HCC students plan night outside to increase homelessness awareness

March 24, 2011|By DAVE McMILLION |
  • Hagerstown Community College students Maria Vargas, left, and Kelli Whitsell, right, tape their cardboard house together with the help of fellow student Ellene Ho, rear, Thursday night behind the HCC Student Center. The students were planning to spend the night outside as part of a homelessness awareness event.
By Joe Crocetta, Staff Photographer

Despite a weather forecast that called for the mercury to dip to as low as 25 degrees Thursday night, Kelli Whitsell was committed to sleeping outside at Hagerstown Community College to bring attention the plight of the homeless.

"I'm here, I'm going to do it," said Whitsell, noting that she had a sleeping bag, a few pillows, a blanket, a jacket and extra clothes to help her make it through the night.

Whitsell was among about 40 students who were expected to participate in a homelessness awareness effort at the school's student center.

The students were able to use about 50 cardboard boxes donated by Spichers Appliances & Electronics to make a temporary home on a patio area outside the center.  A fire was lit nearby to huddle around.

Speakers were lined up to talk about homelessness, and organizers were planning to show the movie "Homeless to Harvard," which is about a homeless girl and her struggles to get into Harvard University.

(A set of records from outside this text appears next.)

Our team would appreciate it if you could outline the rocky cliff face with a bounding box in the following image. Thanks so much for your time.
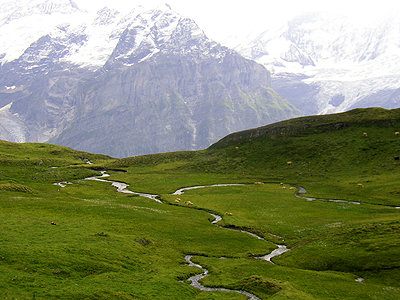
[0,1,300,157]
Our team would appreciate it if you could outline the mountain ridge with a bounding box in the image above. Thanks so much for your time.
[0,1,301,157]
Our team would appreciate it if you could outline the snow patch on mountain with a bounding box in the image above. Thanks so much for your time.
[233,13,400,113]
[0,102,27,143]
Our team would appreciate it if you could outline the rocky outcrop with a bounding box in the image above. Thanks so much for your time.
[0,1,300,157]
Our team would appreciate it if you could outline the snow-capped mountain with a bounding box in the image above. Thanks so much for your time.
[0,0,300,157]
[230,13,400,114]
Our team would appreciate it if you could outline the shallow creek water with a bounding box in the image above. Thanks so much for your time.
[86,172,290,300]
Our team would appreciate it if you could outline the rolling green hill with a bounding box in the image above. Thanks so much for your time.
[0,108,400,299]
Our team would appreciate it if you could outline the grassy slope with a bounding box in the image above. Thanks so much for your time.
[0,109,400,299]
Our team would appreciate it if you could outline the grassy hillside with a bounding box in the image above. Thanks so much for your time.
[0,109,400,299]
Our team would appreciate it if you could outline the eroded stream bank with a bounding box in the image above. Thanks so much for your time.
[86,172,290,300]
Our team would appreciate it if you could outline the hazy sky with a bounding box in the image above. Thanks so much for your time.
[74,0,400,40]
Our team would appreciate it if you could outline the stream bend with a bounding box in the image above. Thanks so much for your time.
[86,172,290,300]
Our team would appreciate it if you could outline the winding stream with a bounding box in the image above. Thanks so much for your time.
[86,175,290,300]
[185,255,260,300]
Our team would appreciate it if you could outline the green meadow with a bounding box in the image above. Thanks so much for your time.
[0,108,400,300]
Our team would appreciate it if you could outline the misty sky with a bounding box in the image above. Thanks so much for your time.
[74,0,400,40]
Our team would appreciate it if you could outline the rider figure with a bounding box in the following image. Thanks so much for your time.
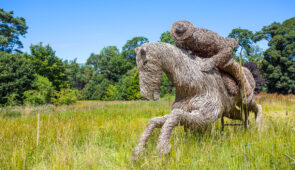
[170,21,252,99]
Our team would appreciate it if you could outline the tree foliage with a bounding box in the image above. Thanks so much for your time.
[228,28,263,63]
[0,52,35,104]
[160,31,175,45]
[30,43,67,90]
[0,9,28,53]
[255,17,295,94]
[122,37,149,66]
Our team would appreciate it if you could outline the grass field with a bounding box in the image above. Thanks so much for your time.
[0,94,295,169]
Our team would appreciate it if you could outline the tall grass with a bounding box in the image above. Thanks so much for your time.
[0,94,295,169]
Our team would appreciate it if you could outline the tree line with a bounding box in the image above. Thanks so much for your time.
[0,9,295,106]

HCC student Tessa Walls said she wanted to hold the event to bring attention to the problem of homelessness. Walls, who is involved in the school's student government association, said there are people who do not realize the extent of homelessness in Washington County.

Walls said she is also troubled over the stigma that people attach to homeless people, including that homeless people end up in their situations because they are drug users or lazy.

But there are other reasons people become homeless, Walls said.

HCC nursing student Maria Vargas said she was participating in the overnight event because the school's nursing program emphasizes how to take care of all types of patients.

Vargas said she is concerned about homelessness among people like veterans.

"I think it's increasing with the economic situation," Vargas said.

  Among the speakers scheduled Thursday night was an Iraqi war veteran who was once homeless and Jodie Stock, executive director of REACH, a nonprofit organization that provides a local cold-weather shelter for the homeless.

  The students were planning to eat at a makeshift soup kitchen Thursday night and help serve breakfast at the REACH shelter at 6 a.m. Friday.